La possibilita' di non riuscire ad overesprimere proteine solubili
e' maggiore nel caso tu usi sistemi procariotici per geni eucarioti etc etc
La soluzione al problema (magari ne esiste piu' d'una) la devi cercare sistematicamente, ossia provando tutto quello che puoi provare:
1- diverse combinazioni di ceppi e plasmidi diversi tag velocita' di
overespressione etc etc
2- sistemi eucarioti (baculovirus cellule CHO o simili)
3- purifichi il frammento insolubile tenendolo in soluzione con agenti cautropici
e tentando il refolding (mai provato penso difficilissimo)

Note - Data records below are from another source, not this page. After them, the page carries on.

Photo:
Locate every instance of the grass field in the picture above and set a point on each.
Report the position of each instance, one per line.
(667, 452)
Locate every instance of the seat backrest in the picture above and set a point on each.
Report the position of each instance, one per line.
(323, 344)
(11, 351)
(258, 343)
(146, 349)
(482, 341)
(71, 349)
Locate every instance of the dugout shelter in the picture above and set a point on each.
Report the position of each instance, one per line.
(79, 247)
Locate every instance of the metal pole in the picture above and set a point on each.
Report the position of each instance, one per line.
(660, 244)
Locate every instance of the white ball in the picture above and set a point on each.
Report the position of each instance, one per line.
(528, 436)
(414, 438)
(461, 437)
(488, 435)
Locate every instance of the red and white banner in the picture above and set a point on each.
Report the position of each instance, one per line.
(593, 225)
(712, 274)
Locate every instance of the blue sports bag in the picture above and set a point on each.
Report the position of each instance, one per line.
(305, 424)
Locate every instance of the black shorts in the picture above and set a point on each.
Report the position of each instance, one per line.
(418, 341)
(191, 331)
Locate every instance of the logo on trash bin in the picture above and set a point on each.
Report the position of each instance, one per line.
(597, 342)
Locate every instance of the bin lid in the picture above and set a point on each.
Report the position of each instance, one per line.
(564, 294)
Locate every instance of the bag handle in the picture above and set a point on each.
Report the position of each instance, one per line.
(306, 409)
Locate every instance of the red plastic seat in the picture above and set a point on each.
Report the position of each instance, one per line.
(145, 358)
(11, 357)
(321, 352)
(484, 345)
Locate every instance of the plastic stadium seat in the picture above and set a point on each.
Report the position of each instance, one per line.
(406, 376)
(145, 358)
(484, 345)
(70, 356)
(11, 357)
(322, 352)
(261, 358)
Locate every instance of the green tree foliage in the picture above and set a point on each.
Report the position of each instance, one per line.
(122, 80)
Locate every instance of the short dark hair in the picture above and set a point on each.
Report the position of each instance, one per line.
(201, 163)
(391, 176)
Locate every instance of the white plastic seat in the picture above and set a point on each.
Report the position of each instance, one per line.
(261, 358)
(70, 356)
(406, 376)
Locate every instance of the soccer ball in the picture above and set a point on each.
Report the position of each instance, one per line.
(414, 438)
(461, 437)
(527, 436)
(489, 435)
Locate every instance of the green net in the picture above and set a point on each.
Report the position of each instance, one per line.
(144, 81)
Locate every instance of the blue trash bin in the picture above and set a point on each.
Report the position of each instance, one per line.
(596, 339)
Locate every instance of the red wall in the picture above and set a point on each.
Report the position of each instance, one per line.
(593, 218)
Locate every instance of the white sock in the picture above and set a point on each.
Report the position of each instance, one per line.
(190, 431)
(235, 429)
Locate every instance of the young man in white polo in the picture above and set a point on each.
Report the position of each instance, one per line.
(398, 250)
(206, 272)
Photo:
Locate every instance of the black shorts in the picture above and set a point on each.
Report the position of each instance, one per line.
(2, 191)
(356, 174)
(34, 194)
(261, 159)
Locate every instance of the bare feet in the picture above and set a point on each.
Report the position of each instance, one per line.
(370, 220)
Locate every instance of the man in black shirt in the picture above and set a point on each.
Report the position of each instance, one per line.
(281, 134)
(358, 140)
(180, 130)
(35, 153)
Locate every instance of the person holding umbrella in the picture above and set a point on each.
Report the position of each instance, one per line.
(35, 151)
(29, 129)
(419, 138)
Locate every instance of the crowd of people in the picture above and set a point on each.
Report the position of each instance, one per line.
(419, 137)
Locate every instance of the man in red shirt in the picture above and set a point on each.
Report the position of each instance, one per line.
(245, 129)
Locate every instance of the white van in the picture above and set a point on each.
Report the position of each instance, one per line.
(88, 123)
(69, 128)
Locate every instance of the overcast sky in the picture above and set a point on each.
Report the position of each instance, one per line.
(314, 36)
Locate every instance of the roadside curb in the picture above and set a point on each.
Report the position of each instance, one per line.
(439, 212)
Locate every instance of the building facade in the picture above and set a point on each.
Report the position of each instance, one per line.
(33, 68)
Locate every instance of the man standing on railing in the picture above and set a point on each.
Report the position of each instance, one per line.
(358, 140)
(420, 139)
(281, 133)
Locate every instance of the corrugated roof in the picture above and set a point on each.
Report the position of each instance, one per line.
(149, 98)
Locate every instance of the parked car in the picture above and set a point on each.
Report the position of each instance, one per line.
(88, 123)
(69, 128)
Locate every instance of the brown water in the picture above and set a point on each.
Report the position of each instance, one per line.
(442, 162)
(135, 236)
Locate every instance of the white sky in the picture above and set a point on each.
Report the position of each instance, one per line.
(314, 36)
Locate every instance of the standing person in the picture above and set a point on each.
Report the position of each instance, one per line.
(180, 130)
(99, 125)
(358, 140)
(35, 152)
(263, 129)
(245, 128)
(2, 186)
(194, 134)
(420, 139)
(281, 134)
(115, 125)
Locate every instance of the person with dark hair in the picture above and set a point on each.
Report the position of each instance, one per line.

se fai degli espression trials puoi provare anche a 18°C un mio amico
portava i batteri a meno di 10°C per una sua proteina espressione irrisoria e crescita battterica nulla ma aveva un ottimo sistema per saggira l'attivita' dell'enzima.
oppure puoi prima dell'induzione (aggiunta dell IPTG)
sottopore i batteri a cold shock (un tot di minuti in ghiaccio) o heat shock
(un tot a 42°C).Prova tutto quello che puoi provare e che hai a disposizione.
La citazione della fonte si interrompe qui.